Proof of Gelfand's formula without using $\rho(A) < 1$ iff $\lim A^n = 0$
We assume without proof that Gelfand's formula holds in the easy case where $A$ is diagonalisable. For the general case, since all norms are equivalent on a finite-dimensional vector space, it suffices to prove Gelfand's formula using Frobenius norm.
Frobenius norm is unitarily invariant. So, we may assume that $A$ is triangular. Denote by $|A|$ the entrywise absolute value of $A$. Let $\{D_k\}$ be any sequence of nonnegative diagonal matrices such that all diagonal entries of $D_k$ are smaller than $\frac1k$ and all eigenvalues of $|A|+D_k$ (which are its diagonal entries) are distinct.
For every $k$, as $|A|+D_k$ is diagonalisable, Gelfand's formula holds.

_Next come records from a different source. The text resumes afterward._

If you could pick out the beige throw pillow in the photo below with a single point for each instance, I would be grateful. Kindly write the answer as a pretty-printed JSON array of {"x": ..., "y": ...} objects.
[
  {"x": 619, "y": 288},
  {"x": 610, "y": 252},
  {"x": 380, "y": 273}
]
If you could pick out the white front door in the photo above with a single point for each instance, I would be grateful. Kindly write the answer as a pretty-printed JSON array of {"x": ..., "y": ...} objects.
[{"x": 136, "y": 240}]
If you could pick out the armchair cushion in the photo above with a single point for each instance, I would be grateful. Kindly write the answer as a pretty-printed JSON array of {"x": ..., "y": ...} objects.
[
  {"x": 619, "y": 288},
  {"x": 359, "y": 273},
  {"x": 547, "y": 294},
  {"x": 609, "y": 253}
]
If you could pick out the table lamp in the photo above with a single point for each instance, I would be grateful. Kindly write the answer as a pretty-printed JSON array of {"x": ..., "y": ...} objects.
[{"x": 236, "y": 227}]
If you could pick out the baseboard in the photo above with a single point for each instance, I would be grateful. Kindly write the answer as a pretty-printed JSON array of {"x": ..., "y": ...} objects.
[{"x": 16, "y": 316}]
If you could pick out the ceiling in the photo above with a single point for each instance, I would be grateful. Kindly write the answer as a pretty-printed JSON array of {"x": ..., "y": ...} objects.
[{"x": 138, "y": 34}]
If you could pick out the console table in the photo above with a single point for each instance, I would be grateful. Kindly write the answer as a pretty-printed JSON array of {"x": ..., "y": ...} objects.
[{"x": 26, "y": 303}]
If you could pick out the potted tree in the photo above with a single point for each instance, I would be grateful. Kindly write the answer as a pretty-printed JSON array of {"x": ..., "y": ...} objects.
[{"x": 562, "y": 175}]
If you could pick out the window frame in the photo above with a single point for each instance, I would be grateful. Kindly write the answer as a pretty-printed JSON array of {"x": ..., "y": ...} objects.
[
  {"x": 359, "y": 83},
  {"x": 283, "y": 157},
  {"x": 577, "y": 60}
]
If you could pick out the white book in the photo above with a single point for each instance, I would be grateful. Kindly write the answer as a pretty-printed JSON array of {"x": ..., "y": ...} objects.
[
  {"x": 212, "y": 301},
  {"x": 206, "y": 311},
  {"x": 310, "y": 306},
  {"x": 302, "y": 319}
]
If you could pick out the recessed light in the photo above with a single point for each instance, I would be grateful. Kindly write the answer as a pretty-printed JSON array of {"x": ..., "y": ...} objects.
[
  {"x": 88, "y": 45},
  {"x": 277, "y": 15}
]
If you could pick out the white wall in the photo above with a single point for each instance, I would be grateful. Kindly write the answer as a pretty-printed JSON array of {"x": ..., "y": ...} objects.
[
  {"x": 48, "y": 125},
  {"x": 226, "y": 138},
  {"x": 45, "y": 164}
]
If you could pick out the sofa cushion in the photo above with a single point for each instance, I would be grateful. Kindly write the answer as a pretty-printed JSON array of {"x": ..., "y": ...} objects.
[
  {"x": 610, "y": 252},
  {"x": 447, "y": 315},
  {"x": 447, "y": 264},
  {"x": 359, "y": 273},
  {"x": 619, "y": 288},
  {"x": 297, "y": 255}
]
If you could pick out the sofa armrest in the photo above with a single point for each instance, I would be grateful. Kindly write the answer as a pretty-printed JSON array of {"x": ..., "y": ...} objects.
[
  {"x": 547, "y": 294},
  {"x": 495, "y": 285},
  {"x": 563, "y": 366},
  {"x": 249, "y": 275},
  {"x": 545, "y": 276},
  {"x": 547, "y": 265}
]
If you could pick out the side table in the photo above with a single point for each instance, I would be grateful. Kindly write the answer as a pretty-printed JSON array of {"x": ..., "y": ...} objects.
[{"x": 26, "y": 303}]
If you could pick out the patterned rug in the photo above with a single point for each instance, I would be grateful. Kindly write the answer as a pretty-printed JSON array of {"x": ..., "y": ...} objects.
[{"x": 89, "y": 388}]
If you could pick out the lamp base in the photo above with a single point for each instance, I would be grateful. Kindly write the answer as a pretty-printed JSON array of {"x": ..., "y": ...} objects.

Therefore there exists some $n_k$ such that $$ \|(|A|+D_k)^n\|_F^{1/n}<\rho(|A|+D_k)+\frac1k\tag{1} $$ whenever $n\ge n_k$. However, as $A$ is triangular and $D_k$ is entrywise bounded above by $\frac1k$, we have $\rho(|A|+D_k)+\frac1k<\rho(A)+\frac2k$. Hence $(1)$ implies that $$ \rho(A)\le\|A^n\|_F^{1/n}\le\|(|A|+D_k)^n\|_F^{1/n}<\rho(A)+\frac2k $$ whenever $n\ge n_k$ and our conclusion follows.